Marguerite Louise d'Orléans was a daughter of Gaston, Duke of Orléans and his second wife Marguerite of Lorraine. She spent her childhood during the Fronde in Blois, where Cardinal Mazarin had banned her father for his plotting with all parties concerned.
Marguerite, "beautiful as the day", was a candidate to marry her cousin Louis XIV, but it was Louise de La Vallière who grew up with Marguerite, who became his mistress.
Her marriage with Cosimo III de' Medici, Grand Duke of Tuscany was also arranged by Mazarin and was finally concluded, after 3 years of negotiations, on June 20 1661. The marriage was not happy and the relationship with her mother-in-law Vittoria Della Rovere was awful. Marguerite asked for a separation and the permission to return to France. Probably upon his mothers' advice, Cosimo agreed to the separation: in 1674 Marguerite-Louise returned to Paris, taking up lodging, albeit episodically causing scandal, in the Benedictine monastery of Montmartre.

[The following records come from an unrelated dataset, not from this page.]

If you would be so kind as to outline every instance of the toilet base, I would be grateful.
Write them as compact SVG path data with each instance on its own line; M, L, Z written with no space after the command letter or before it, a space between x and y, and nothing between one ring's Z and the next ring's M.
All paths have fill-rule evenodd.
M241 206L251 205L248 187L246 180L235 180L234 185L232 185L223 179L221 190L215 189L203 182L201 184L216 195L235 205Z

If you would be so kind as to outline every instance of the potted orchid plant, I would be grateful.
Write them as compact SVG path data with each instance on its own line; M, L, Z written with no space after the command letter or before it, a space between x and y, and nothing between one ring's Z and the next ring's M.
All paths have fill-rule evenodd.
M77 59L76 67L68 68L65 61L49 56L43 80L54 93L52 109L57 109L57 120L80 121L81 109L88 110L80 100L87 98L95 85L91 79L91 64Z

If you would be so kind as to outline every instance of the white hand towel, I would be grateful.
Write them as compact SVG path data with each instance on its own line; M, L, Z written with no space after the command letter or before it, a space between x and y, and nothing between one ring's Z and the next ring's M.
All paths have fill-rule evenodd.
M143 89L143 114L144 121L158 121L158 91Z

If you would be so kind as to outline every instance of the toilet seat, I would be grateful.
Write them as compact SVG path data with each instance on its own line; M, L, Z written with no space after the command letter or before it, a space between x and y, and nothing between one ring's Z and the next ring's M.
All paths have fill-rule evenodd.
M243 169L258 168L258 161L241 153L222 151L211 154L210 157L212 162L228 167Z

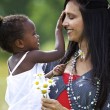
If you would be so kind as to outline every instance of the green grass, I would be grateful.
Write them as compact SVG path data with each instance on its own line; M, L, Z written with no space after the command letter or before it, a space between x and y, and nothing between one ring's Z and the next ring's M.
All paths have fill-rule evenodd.
M5 91L6 91L6 77L8 74L7 70L7 58L6 52L0 51L0 110L7 110L8 106L5 102Z

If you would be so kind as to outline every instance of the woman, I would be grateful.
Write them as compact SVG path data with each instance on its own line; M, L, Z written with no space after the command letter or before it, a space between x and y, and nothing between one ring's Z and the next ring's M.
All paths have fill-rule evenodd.
M64 74L42 99L46 110L110 110L110 9L107 0L66 0ZM56 99L56 100L54 100Z

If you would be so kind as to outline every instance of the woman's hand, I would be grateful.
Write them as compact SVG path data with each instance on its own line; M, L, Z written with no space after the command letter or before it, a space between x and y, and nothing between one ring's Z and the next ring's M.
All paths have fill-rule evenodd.
M42 110L68 110L57 100L42 98Z

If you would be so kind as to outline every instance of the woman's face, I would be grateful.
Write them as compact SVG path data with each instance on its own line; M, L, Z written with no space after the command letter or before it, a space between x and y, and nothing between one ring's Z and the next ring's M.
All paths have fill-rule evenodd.
M68 39L70 41L79 42L83 35L84 24L78 4L69 1L64 12L65 19L63 21L63 26L67 30Z

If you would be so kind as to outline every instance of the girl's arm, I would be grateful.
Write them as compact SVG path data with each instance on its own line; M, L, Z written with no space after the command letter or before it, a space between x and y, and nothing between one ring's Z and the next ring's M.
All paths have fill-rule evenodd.
M69 110L62 106L57 100L42 98L42 110Z
M65 43L62 33L62 17L64 13L58 19L55 30L55 49L51 51L33 50L28 53L28 59L34 63L46 63L55 61L63 57L65 53ZM51 45L50 45L51 46Z

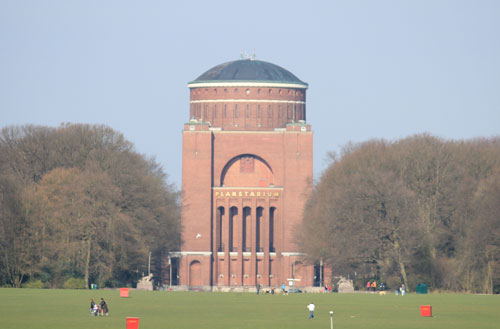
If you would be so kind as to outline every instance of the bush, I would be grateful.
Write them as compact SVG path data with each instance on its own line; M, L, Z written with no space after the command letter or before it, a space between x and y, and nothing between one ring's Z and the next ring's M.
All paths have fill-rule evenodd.
M22 287L29 289L43 289L45 288L45 285L43 284L42 280L30 280L26 283L23 283Z
M69 278L64 282L64 289L85 289L85 280L80 278Z

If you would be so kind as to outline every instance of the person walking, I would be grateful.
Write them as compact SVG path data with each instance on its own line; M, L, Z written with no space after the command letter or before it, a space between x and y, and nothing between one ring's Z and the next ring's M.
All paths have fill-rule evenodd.
M94 298L90 298L90 315L97 315L94 312L94 306L95 306Z
M314 303L307 305L307 309L309 310L309 319L314 319L314 309L315 308L316 308L316 306L314 305Z
M101 303L99 303L99 306L101 307L101 314L108 316L109 314L108 303L106 303L104 298L101 298Z

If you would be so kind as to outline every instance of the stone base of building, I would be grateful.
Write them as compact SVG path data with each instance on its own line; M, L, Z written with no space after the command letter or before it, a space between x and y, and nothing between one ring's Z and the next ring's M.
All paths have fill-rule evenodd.
M260 293L266 294L271 293L271 289L274 289L274 293L279 295L282 293L281 287L261 287ZM287 287L288 289L288 287ZM302 293L323 293L325 290L323 287L300 287ZM170 291L194 291L194 292L248 292L257 293L256 287L230 287L230 286L171 286Z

She died alone and forgotten, but rich after inheriting from her sister Elizabeth.
[edit] Children
Marguerite Louise d'Orléans had three children with her husband Cosimo III:
- Ferdinando (August 9, 1663 – October 31, 1713)
- Anna Maria Luisa (August 11, 1667 – February 18, 1743), who married (1691) Johann Wilhelm, Elector Palatine (1658–1716).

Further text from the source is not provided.